A tiny rush of sadness comes over him; not profound enough for him to give much notice but he wonders what Ororo must think. He is sure that she obviously has the wrong impression, he was shocked at first but he teems with joy at the notion of starting a family with her.
In his life there have not been many chances to mull a normal existence; his enemies, his calling, his past, all of these factors have exorcised any thoughts that lend toward having a wife and child. However, with Ororo, his worries are in the background; he completely gives in to the romantic idea of having children, being a father and living a long life with the woman he loves.
Happiness.
Ororo
Ok? Jean screams on the inside, suppressing her violent impulses.

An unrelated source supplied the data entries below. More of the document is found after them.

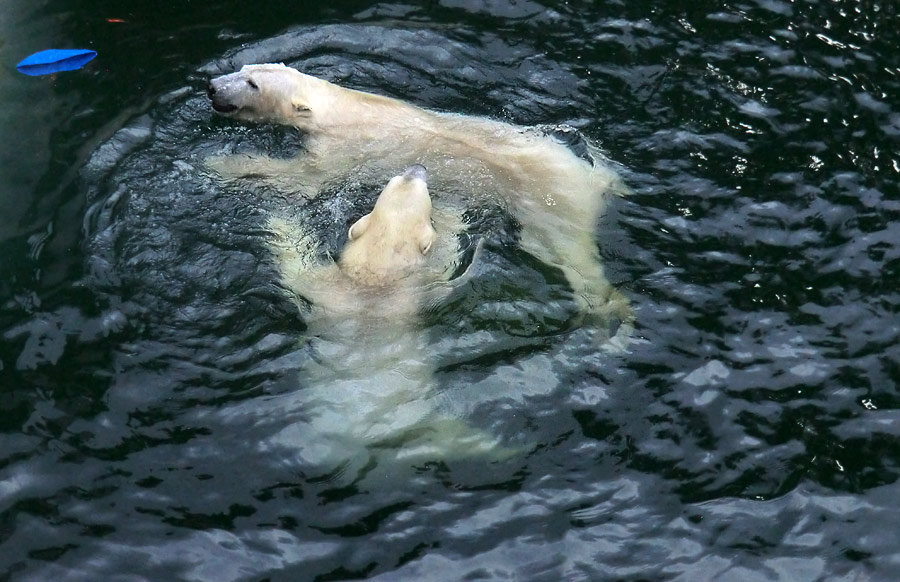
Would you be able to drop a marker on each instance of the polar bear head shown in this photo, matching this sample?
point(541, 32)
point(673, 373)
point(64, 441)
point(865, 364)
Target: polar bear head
point(392, 242)
point(268, 93)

She doesn't insult Logan to Ororo, she simply holds her friends hand in her own and listens to her talk about her worries and like a friend Jean reassures her, makes excuses.
Ororo's voice is murky, dark and hoarse with tears but she isn't one for histrionics; there aren't sobs accompanying her tears.
"Ororo," Jean says carefully, "you're being crazy; you just shocked him, that's all."
"Maybe," Ororo considers, wiping her runny nose on an embroidered handkerchief.
It is a possibility, Jean thinks, but what about after the shock passes.
"It's just that," Ororo says, pausing. "I feel so unloved."
She clears her throat, trying to conceal the crack in her voice.
Jean's eyes well and she leans in, hugging her friend and she can feel Ororo physically hardening herself against sobs, it's almost as though she's holding her breath.
She laughs, a practice in stoicism, and leans away.
"I'm being ridiculous," Ororo says, exhaling and smiling dismissively.
"Hey, it's your turn to be melodramatic," Jean says, laughing, wondering if she should be supporting Ororo's emotional staving.
Her powers obviously demand a measure of emotional control and she has seen what can happen without that control but, on a personal level, is the tradeoff really worth it?
She's the most caring human being I've ever known and she's muzzled.
Logan
Logan has been waiting in her loft for an hour, frustrated and although he doesn't know what he will say, he can't wait to say it. There's an amalgam of emotions surging through him, his apprehensions are ethereal but existent nonetheless. He wants to leave the mansion before she begins to show; he can't imagine raising his child in this environment, a freak among freaks, sheltered with no concept of reality or too real a concept of reality.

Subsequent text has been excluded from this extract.